According to this new report, the code needed to bolster the lawsuits is in the briefcase of Blepp, who serves as the company’s vice president of licensing operations.

“‘I have proof right here in my suitcase,'” Blepp said in the Spiegel story, translated by a Groklaw reader. “Out of the five million lines of the Linux source code, there are about 1 [million] to 1.5 million lines affected,” Blepp said.

Why would a SCO Group vice president based in Germany say he has valuable documentation SCO Group needs to prove its IP infringement cases? And why would he wait so long after the filing of the lawsuits (IBM in March 2003, DaimlerChrysler last month, to name two) to go public with his assertion?

At first, SCO Group spokesman Blake Stowell was taken aback by the report. “This is the first I’ve heard of this,” Stowell said Wednesday afternoon.

Due to the lateness of the hour in Germany, Stowell was unable to connect with Blepp, but he later offered an explanation.

“The code that I believe Gregory is referring to has nothing to do with the SCO vs.
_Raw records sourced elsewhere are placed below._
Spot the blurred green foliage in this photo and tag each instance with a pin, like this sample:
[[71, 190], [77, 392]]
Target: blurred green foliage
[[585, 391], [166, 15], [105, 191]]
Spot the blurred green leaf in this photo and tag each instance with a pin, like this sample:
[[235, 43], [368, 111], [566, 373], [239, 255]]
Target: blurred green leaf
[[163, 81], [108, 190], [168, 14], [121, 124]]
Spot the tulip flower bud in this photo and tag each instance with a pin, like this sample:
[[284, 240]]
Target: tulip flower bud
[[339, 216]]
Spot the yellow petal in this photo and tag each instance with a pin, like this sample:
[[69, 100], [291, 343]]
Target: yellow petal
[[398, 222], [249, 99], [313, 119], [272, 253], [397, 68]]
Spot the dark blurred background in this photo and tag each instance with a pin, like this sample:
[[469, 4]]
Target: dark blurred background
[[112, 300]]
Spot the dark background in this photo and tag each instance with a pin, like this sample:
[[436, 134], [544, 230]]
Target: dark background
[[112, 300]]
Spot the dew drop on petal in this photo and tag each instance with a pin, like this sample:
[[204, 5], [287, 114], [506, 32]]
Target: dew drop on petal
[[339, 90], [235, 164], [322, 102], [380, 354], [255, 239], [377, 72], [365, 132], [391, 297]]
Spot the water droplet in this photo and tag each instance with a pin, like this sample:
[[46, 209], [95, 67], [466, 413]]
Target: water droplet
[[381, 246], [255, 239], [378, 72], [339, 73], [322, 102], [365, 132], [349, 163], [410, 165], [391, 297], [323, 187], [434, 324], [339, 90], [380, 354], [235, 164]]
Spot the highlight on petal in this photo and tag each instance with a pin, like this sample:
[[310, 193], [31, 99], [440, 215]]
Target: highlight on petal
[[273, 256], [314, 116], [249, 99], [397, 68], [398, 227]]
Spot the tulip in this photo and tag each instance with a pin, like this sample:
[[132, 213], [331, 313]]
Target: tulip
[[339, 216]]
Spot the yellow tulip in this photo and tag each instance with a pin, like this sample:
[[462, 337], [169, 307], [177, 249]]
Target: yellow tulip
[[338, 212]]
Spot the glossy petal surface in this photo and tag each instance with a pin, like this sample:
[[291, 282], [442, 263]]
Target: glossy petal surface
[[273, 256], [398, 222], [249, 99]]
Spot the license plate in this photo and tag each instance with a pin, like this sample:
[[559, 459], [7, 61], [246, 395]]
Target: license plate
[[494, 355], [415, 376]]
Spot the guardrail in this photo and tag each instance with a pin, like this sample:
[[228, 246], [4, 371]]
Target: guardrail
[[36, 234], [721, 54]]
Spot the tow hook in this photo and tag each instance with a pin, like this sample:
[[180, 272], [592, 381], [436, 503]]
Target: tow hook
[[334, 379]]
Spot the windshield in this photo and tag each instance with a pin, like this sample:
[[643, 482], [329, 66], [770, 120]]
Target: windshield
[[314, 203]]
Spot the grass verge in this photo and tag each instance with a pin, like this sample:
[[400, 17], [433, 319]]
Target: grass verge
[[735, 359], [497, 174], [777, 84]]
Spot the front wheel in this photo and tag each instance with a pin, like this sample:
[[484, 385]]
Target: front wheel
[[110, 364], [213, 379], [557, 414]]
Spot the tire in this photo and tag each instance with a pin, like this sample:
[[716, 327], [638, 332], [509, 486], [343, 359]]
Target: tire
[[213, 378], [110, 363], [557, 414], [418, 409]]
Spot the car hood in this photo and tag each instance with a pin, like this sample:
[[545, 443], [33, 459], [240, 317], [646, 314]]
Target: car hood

IBM case,” Stowell told NewsForge late Wednesday.

“The code that Gregory is referring to is some of the same code that SCO began showing to media, analysts, and other opinion leaders under non-disclosure during the summer of 2003. This code is one of many examples that the company has shown in order to prove that there is misappropriated Unix code in Linux.”

Still, there was no direct contact with Blepp Wednesday to get his story firsthand. NewsForge will follow up on this as soon as possible.

“No, I was not able to speak with him, but I saw this very same example of code that he refers to during a meeting yesterday,” Stowell added. “It’s a very common example of what we have been showing as proof of infringement.”